Ma allora perché continuiamo a pensare a Dio come a un vigile, a un giudice,
a un severo preside?
Perché ci ostiniamo a tenerlo ben lontano dalle nostre vite relegandolo
nelle chiese e nei ritagli di tempo che dedichiamo alla religione?
Troppo spesso la nostra triste fede pensa alla vita in Cristo come a un pegno
da pagare all’onnipotenza di Dio, non come a un incontro di pienezza e di festa.
Dobbiamo convertirci alla tenerezza di Dio, occorre osare e pensare
ciò che Lui è venuto a testimoniarci.
Le parabole ascoltate gettano una spallata definitiva alla nostra mediocre
visione di Dio per spalancare la nostra fede alla dimensione del cuore di Dio.
Convertirsi significa passare dalla nostra prospettiva a quella inaudita
di Dio e questo significa fare come Lui.
Noi diciamo: “Ti amo perché sei amabile, te lo meriti, perché sei buono”.
Dio dice: “Ti amo con ostinazione e senza scoraggiarmi perché so
che il mio amore ti renderà buono”.
C’è una bella differenza!
In fondo in fondo costruiamo una vita di fede orientata intorno ai nostri meriti.
Nessuno si merita l’amore di Dio.
Il suo amore è assolutamente gratuito, libero, pieno.
Dio non ci ama perché siamo buoni, ma amandoci senza misura
ci rende buoni, aprendoci alla speranza.
La cura meticolosa con cui il pastore insegue la pecora lontana è il segno
di questo amore di Dio per chi sperimenta di essersi “perso”.
L’esperienza del peccato, che è come un “perdersi”, diventa occasione per un incontro
più duraturo e autentico con questo Dio che ci perseguita con il suo amore.

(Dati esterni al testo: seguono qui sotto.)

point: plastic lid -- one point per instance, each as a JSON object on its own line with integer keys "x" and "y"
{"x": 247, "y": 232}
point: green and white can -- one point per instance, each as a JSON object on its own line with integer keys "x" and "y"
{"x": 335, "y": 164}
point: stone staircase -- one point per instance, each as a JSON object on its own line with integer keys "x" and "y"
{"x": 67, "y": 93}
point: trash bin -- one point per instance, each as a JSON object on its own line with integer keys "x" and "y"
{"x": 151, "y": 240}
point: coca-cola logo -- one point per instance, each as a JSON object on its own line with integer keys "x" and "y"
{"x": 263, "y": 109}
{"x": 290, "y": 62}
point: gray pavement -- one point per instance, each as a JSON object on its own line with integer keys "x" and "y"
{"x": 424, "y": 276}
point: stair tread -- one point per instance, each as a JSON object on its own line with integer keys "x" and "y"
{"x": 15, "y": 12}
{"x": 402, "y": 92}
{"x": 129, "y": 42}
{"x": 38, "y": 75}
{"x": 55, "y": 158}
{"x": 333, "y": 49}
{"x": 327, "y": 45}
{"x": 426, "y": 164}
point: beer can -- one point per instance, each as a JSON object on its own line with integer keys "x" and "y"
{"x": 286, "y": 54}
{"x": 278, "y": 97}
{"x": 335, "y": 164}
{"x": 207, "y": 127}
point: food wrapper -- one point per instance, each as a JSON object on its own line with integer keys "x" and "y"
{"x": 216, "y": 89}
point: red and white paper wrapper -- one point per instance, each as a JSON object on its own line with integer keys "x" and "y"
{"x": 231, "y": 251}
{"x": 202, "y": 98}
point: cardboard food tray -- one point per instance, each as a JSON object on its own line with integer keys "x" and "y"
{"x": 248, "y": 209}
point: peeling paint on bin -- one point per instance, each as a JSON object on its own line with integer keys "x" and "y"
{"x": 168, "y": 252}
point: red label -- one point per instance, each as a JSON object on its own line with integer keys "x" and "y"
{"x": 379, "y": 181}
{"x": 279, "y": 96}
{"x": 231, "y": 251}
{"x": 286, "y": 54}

Ben lontano dall’avere una visione poetica o approssimativa del peccato,
Luca sa che la sofferenza interiore che suscita il peccato, lo smarrimento,
la lontananza da Dio e da se stessi, possono trasformarsi in un incontro che salva,
che ci aiuta a ripartire con maggiore autenticità e coraggio.
La nostra fede non si fonda sulle nostre capacità, sulle nostre devozioni,
sui nostri sforzi, ma sull’ostinazione di un Dio che ci insegue.
Prendere coscienza di questo significa aprirsi alla festa, partecipare, come la
donna che ritrova la moneta perduta, alla festa che Dio fa per chi si lascia incontrare.
I giusti, quelli che si sentono a posto, col “notes” dei meriti completo, non potranno
mai purtroppo, sperimentare la gioia di essere caricati sulle spalle del Pastore.
Come il figlio maggiore della parabola del figliol prodigo “non entrano” in
questa prospettiva, in questa mentalità.
Chiusi nelle loro poche certezze, non possono allargare il cuore nella gioia del Padre.
Quando, finalmente, le nostre comunità capiranno il vangelo della misericordia e,
con semplicità, lo faranno diventare metro di giudizio del loro agire,
la Chiesa tornerà a diventare faro che illumina il cammino degli uomini.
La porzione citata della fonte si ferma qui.